Our company is at an inflection point, as our customers' behavior istransformed by digital, social, location-based and mobile tech. We start by asking what our customers need, and then ask how to help our employees meet those needs.
That's why engaging the hearts and minds of our people and developing the next generation of leaders have become top priorities in the CIO organization. It allows us to fulfill our team's mission, which is to deliver innovative thought leadership and breakthrough results for our customers, shareholders and employees.
I've consistently found that the number-one asset at any company is people. If you can enable employees to connect to the company's purpose in a deeply personal way, you will start to capture the heart of the employee. And if you give them time to be innovative about what they do, you will also start to engage the employee's mind.
We've established one day a month for employees to think, look at the broader horizon and consider problems the company needs to solve. During our hackathons, our engineers are set loose for 30 hours to solve some of these problems. For example, they came up with an innovative lunchtime system, in which people can order from the eBay Cafe using their mobile device, pay through PayPal and receive a text message telling them when to pick up their food. They get the food at a designated counter, where an iPad displays their photo and payment confirmation.
I also meet with each of my managers, regardless of level, at least once a month. And I encourage my teams to connect with each other as human beings. Then when they collaborate on initiatives, the trust level is high and the barriers to productivity and innovation are low.
A passion of mine is developing the next generation of women leaders for this company.
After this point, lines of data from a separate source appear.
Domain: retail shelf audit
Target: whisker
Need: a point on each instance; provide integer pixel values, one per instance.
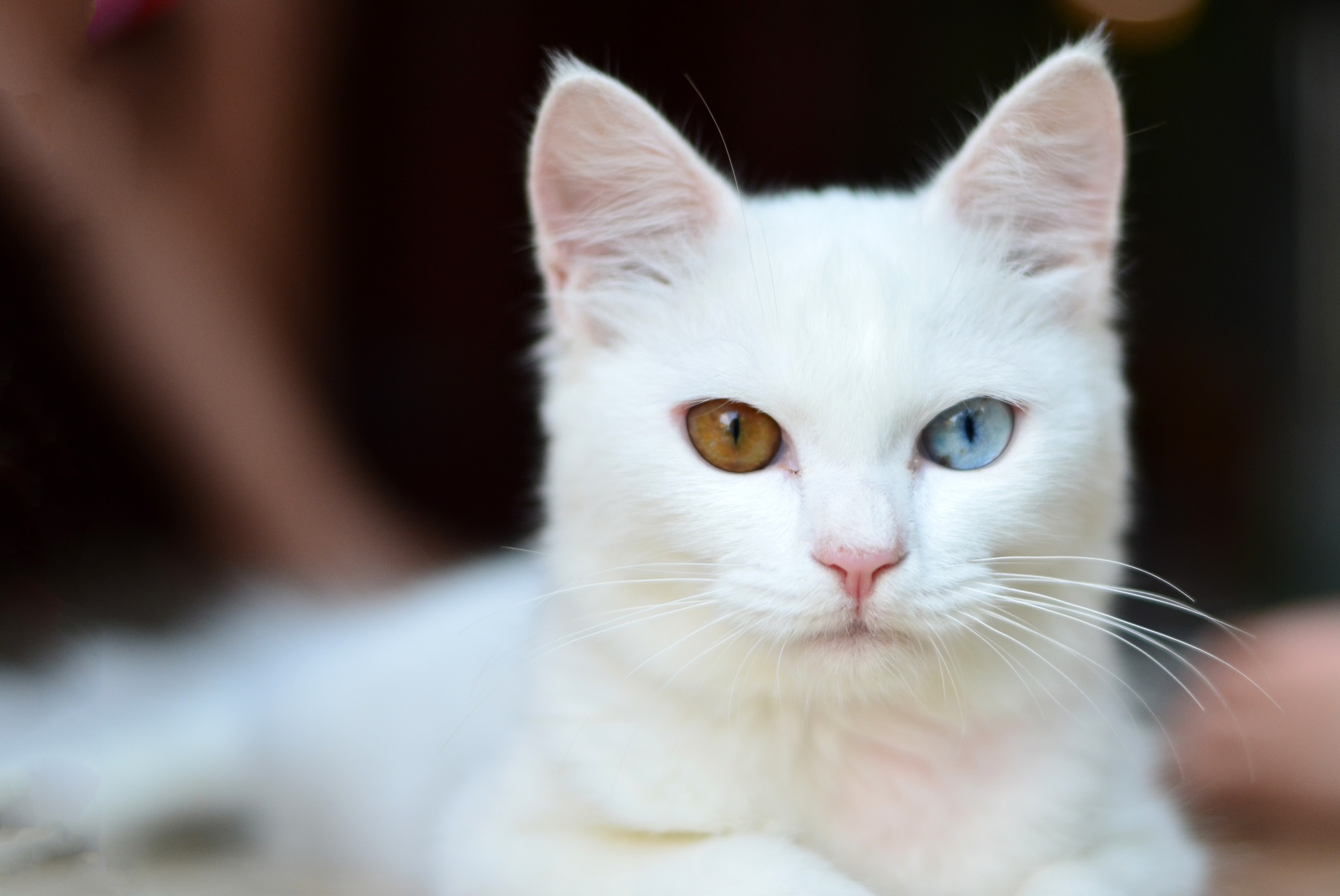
(1107, 560)
(1115, 636)
(1150, 635)
(1137, 594)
Statistically, companies with women on their boards of directors tend to perform better. That's the power of leadership diversity.
We have held events for women in our organization, including one with speaker Sandra Joseph, the longest-running leading lady on Broadway's longest-running show, The Phantom of the Opera. It was one of the most emotionally powerful days that the women said they had this year, and it's changed me as a leader.
I've learned that many women need to be 90 percent certain about a career opportunity before pursuing it, and even then they'll look for an extra 5 percent validation before they jump. Men will jump when they're just 5 percent ready. My role is to encourage women by expanding their scope of responsibility a little before they think they're ready.
When I started at eBay in 2010, I wrote a three-year business plan for developing the next generation of leaders, and now we're planning our next three-year journey. In our annual employee engagement survey, we've improved by 14 points over the last two years, which is a great achievement considering that a three-point increase is statistically significant.